If we then look at the all-time first basemen list, Goldy has the highest BsR of all first basemen in the last 100 years. The only five players with superior baserunning stats (BsR) finished their careers in 1919 or before when the game was a lot different in the live-ball era.
Goldy is by no means a speedster. Looking at all players in the majors who have had a minimum of 100 opportunities over the last five years, Goldy ranks in the bottom half with a 27.1 ft/s sprint speed. This is around average, but a whole 2.7 ft/s slower than Harrison Bader who holds the St. Louis Cardinals’ title as the speediest base runner over this five year period with at least 100 opportunities.
Among first basemen with at least 25 opportunities, Goldys’ 27.1 ft/s average over the last five years is in the top quartile. On the Baseball Tonight podcast, Phil Nevin went into additional detail on Goldschmidts’ baserunning.

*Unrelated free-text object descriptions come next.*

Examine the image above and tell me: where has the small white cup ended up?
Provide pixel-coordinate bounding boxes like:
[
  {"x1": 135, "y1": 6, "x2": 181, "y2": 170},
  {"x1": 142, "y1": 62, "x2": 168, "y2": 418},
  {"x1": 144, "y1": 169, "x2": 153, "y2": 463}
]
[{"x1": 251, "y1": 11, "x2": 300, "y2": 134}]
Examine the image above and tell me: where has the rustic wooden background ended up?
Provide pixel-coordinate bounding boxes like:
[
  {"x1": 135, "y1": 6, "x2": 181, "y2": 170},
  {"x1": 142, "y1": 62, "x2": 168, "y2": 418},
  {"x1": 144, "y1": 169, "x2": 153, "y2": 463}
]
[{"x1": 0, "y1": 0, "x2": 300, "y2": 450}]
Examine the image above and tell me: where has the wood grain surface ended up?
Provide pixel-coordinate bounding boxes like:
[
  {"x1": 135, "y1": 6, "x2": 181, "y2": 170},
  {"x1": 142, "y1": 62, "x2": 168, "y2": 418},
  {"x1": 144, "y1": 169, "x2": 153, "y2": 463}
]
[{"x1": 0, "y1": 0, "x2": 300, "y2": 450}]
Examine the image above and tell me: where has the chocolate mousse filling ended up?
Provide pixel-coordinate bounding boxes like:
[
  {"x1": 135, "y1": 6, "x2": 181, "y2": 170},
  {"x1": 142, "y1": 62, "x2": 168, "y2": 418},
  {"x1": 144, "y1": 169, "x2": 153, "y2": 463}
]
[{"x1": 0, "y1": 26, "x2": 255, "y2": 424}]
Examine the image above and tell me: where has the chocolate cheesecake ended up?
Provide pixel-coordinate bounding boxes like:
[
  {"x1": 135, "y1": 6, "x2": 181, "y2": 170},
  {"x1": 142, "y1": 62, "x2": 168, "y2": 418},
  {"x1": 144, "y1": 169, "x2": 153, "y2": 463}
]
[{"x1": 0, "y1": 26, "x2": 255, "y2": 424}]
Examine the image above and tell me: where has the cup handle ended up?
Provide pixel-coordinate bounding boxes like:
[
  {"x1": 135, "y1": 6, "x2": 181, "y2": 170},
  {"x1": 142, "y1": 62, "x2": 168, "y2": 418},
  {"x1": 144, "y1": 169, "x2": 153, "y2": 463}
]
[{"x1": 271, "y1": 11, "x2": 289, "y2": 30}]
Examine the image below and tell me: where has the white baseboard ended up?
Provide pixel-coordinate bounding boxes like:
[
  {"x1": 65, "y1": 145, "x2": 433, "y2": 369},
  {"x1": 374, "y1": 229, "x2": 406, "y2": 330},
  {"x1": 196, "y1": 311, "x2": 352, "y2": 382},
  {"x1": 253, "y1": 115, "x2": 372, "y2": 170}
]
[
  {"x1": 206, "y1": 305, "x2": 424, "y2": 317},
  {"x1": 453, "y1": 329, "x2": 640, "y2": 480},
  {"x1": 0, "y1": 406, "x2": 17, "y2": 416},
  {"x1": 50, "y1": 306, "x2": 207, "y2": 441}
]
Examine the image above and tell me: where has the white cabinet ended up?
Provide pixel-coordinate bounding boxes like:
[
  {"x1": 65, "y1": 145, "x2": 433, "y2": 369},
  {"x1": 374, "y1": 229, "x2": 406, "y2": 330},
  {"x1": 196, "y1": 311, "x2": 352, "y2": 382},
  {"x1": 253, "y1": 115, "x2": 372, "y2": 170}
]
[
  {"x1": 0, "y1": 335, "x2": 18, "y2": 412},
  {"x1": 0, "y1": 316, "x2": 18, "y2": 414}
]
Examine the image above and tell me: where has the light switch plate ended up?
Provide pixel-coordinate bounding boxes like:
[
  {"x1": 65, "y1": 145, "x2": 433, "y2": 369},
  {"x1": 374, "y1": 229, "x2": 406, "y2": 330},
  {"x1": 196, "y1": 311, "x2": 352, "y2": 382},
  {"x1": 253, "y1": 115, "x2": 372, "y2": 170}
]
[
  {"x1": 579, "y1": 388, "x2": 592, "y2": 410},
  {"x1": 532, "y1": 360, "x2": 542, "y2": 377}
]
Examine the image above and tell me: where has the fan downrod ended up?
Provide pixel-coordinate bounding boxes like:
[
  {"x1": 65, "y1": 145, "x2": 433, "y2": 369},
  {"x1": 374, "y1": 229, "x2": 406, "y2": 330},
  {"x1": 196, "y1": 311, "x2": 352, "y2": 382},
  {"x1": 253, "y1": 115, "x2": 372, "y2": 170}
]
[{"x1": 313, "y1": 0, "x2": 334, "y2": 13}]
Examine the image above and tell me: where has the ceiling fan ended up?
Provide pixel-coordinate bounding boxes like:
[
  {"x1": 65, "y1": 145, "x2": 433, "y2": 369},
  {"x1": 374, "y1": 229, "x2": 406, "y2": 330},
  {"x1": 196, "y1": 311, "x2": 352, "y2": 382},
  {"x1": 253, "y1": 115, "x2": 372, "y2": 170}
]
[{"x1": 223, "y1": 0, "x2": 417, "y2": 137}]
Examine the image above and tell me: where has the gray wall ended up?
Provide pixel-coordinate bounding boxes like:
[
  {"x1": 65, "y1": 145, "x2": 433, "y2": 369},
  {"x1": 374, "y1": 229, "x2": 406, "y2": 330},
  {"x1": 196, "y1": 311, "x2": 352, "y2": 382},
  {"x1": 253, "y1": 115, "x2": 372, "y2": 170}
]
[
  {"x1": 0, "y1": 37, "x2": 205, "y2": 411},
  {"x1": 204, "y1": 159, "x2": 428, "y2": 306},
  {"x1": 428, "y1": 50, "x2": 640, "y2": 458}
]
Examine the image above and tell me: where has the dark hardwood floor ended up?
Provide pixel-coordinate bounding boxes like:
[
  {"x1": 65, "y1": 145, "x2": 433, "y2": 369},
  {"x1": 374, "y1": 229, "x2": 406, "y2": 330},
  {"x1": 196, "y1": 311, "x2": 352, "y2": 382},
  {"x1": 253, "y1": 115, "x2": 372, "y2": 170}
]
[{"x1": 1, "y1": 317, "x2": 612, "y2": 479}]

"“Goldy runs pretty well for a big guy, but he studies it and knows his angles to shorten those turns and maximize his speed when running”– Phil Nevin"
The St. Louis Cardinals’ first baseman also holds the record for the highest career stolen base percentage (79.4%) of all time first basemen (from 1951 onwards when stolen base attempts were recorded). Noting this is players with at least 25 stolen base attempts where they’ve played first base for at least 60% of their plate appearances, check out the full list here.
If you look since 2011 when Goldschmidt joined the majors, he has swiped more bags (127) than any two other players combined! Here are the top five stolen-base totals for first basemen over this period (with at least 60% of their playing time spent at first):
- Paul Goldschmidt: 127
- Eric Hosmer: 67
- Anthony Rizzo: 57
- Joey Votto: 51
- Brandon Belt: 43
124 of these stolen bases came in Arizona, where Goldy currently holds the spot for the second-most stolen bases in franchise history (behind only Tony Womack who has 182) which is standout for a first baseman.
Goldschmidt currently stands as the only active first baseman with over 30 stolen bags in a season (32 in 2016). This sits 67th among all active position players (ahead of the likes of Dee Gordon in 2018 and every Mike Trout season since 2013) and is 5th highest all-time for first basemen.
During this exceptional baserunning season, in the penultimate game against the San Diego Padres, Goldy stole three bases in one game making him one of only three first baseman to have stolen three bases in a game in this century (along with Wil Myers in 2017 and Ryan Klesko in 2001).
Finally not only does Goldy have high skill levels at stealing bases, but he also excels at taking extra bases. The MLB average for 2019 was 40% based on the Baseball Reference extra bases taken metric (xBT%). xBT percentage looks at the percentage that a runner advances more than one base on a single or more than two bases on a double, when possible.
Over his career to date, Goldy has a 45% xBT percentage which is higher than the likes of Trea Turner (43%) and Cody Bellinger (44%). In his 2019 season with the St. Louis Cardinals, Goldschmidt had the third-highest xBT% (47%) among all Redbirds with at last ten or more bases taken.
It’s evident how seriously Goldy takes his baserunning and how much of a positive impact it has on his overall gameplay and its benefit to a team.
In 2019, after joining the St. Louis Cardinals, his stolen base total dropped dramatically to only three (though he was only caught stealing once), but his overall baserunning metric (3.2 BsR) was still up there with his best years and in the top three of all first basemen in the majors. This is likely due to changing coaches from his good friend Dave McKay and adapting to a new ballpark.
If the 2020 season does take place, there is no doubt Goldy will be continuing that baserunning efficiency and hopefully with an increase of bags stolen!